“You’re one of them. They might have listened to you. Why should—” A sudden shout caused Juliette to stiffen with fear.
“Hurry. Come with me.” The stranger stepped from the shadows and Juliette registered a swift impression of a man above medium height with a square, hard jaw. His eyes were arresting. They were fierce, light-colored, the eyes of an old man in a young man’s face. “They’ll probably come streaming out of the gate anymoment. I have a carriage waiting around the turn of the road about a quarter of a mile from here.”
He wore a dark brown cutaway coat, well-fitting trousers, knee-high boots, a fine white linen shirt. He didn’t look like thosecanaillesin the courtyard, but Dupree had also been dressed in the guise of a gentleman and he was even more monstrous than the others. “I don’t trust you.”
“Then die here,” he said harshly. “What are two more aristos to me? Why should I care if you’re bludgeoned like cows in the marketplace? I don’t know what impulse made me offer my aid in the first place.” He turned on his heel and strode away in the direction he had indicated the carriage waited.
Juliette hesitated. It could be that he was like Dupree and merely wanted the exclusive use of their bodies before he dispatched them.
Another shout. This one sounded dangerously close.
“Wait.” She hurried after him, dragging Catherine along with her, her other hand clutching the handle of the sword. As long as she had a weapon, the danger of trusting him was not so great. She could always split the bastard as she had the man in the tomb. “We’re going with you.”
He didn’t look at her. “Then be quick. I have no desire to be found with you and have my own throat cut.”
“We are hurrying.” She turned to Catherine. “It’s going to be all right, Catherine. We’ll be safe soon.”
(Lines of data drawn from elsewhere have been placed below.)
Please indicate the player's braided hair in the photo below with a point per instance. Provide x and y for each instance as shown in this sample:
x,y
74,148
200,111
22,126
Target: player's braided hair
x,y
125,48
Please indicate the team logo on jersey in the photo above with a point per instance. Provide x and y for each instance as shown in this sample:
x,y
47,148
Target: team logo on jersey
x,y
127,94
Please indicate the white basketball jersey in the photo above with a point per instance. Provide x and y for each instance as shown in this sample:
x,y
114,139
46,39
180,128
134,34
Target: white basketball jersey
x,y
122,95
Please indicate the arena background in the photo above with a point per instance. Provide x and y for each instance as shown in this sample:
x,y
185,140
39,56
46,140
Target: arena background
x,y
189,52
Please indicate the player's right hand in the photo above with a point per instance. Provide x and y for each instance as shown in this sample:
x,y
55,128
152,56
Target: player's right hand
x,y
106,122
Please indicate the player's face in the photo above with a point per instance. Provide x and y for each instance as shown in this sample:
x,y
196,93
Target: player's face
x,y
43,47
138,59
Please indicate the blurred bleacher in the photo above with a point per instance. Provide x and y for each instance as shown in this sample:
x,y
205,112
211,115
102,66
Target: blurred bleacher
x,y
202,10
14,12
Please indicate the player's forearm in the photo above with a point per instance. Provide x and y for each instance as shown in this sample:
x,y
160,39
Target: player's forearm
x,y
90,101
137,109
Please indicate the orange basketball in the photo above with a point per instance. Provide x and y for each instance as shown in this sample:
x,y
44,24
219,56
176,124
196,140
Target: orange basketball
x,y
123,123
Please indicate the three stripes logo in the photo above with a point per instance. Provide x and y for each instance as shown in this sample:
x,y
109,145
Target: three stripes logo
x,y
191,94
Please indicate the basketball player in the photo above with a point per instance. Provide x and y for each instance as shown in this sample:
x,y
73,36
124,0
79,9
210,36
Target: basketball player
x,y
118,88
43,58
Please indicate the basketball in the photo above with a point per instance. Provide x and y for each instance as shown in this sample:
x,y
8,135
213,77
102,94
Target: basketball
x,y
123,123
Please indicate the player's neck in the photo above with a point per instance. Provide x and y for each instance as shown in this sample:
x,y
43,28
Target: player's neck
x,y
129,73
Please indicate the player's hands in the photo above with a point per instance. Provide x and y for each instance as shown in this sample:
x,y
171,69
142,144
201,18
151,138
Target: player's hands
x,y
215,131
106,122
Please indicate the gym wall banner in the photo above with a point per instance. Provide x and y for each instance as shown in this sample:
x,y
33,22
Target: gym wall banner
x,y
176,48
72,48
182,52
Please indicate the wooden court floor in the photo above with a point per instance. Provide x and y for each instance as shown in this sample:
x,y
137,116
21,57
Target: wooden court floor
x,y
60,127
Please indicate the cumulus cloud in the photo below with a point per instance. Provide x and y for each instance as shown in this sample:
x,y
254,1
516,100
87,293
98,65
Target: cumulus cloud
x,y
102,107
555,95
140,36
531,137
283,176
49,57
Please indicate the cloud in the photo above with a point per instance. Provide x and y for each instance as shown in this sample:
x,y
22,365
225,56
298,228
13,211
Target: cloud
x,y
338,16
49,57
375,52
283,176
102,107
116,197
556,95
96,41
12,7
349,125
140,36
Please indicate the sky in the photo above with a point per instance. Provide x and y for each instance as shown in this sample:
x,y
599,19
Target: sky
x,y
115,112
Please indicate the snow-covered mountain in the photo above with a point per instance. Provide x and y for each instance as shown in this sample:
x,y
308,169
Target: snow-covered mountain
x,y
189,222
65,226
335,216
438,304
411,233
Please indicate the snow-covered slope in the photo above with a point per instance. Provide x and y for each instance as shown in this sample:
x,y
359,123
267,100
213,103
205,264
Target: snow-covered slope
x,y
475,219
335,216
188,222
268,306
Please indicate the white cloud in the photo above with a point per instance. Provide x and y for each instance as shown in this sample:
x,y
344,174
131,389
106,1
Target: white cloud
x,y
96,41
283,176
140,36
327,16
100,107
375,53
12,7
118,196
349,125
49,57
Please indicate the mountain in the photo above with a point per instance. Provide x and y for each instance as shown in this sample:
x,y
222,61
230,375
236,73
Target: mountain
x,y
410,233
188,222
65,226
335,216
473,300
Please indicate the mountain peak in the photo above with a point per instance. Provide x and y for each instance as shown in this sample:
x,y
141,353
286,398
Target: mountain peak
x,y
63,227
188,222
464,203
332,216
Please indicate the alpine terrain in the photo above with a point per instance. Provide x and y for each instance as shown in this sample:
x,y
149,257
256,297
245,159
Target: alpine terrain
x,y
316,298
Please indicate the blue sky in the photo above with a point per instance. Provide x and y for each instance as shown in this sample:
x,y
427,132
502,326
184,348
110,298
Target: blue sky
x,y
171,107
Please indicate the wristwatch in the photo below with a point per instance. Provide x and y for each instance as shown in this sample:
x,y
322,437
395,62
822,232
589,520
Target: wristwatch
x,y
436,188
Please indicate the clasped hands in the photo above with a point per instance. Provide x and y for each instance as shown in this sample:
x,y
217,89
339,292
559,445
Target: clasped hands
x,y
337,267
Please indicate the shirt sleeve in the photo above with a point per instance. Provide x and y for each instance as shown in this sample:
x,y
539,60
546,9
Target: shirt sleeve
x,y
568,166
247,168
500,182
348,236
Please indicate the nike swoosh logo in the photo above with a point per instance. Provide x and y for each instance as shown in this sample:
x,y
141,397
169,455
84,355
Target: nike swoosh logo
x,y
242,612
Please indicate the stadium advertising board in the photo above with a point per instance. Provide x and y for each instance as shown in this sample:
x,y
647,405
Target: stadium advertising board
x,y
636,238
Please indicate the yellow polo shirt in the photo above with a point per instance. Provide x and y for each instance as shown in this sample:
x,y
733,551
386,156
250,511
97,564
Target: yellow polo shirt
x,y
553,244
Catherine looked at her blankly.
“What’s wrong with her?” The young man’s gaze was fixed on Catherine’s face.
“What do you think is wrong?” Juliette stared at him scornfully. “She’s been treated as gently as those other women have been treated. She’ll be fortunate if she keeps her senses.”
His gaze slid away from Catherine. “I’ve always found women have a greater strength than we men think they have. She’ll survive to get her own back.”
“She wouldn’t know how. I’d have to teach her.”Juliette smiled grimly. “I may do it. Oh, yes, I’d delight in sending you all to perdition after this night.”
“I can understand how you’d feel that.” The heaviness of his voice startled her. They reached the curve of the road and he stopped abruptly. “Stay here. I have to get rid of Laurent.”
“Who is Laurent?”
“The coachman. I don’t want word of my helping you getting back to Paris. I’ll send him to the abbey on some pretext or other.”
“A massacre is permitted, but a rescue is forbidden?”
“Stay hidden in the shrubbery until I return.” Without another glance he disappeared beyond the turn of the road.
Juliette pulled Catherine behind the screen of holly bushes at the side of the road. They were still too close to the abbey. She could hear the sound of shouts and the dull roar as the flames engulfed the buildings of the convent.
“Dirty,” Catherine whispered.
“It’s not true.” Juliette gently pushed a strand of light brown hair back from Catherine’s face. “You’re clean, Catherine.”
Catherine shook her head.
Juliette opened her lips to argue but closed them again without speaking. She wasn’t sure there were words to pierce the stupor enveloping Catherine. She would have to worry about Catherine’s sanity later. Now she had to keep them both alive.
She stiffened as she saw a figure hurrying around the bend of the road. The man was tall, lanky. The coachman Laurent? Whoever he was, he hurried past them down the road in the direction of the abbey.
Three minutes later two men followed him around the turn. One man was powerfully built, deep-chested, a veritable giant with a huge leonine head. The other she recognized as the young man who had led them from the abbey. He now carried a coach lantern, and the flickering flame lit the square planes of his cheekbones and deepened the green of his eyes.
Juliette stepped out of the shrubbery to confront them. “Can we go now?”
The larger man stopped in surprise.“Bon Dieu. What have we here?”
Juliette gave him an impatient glance. He was probably the ugliest man she had ever seen. A scar twisted his upper lip into a permanent sneer, his nose was smashed into his face. Smallpox scars added to the ruin of his visage. “We have no time to chatter. We’re still too close to the abbey.”
“I see. My young friend didn’t explain the exact nature of the situation.”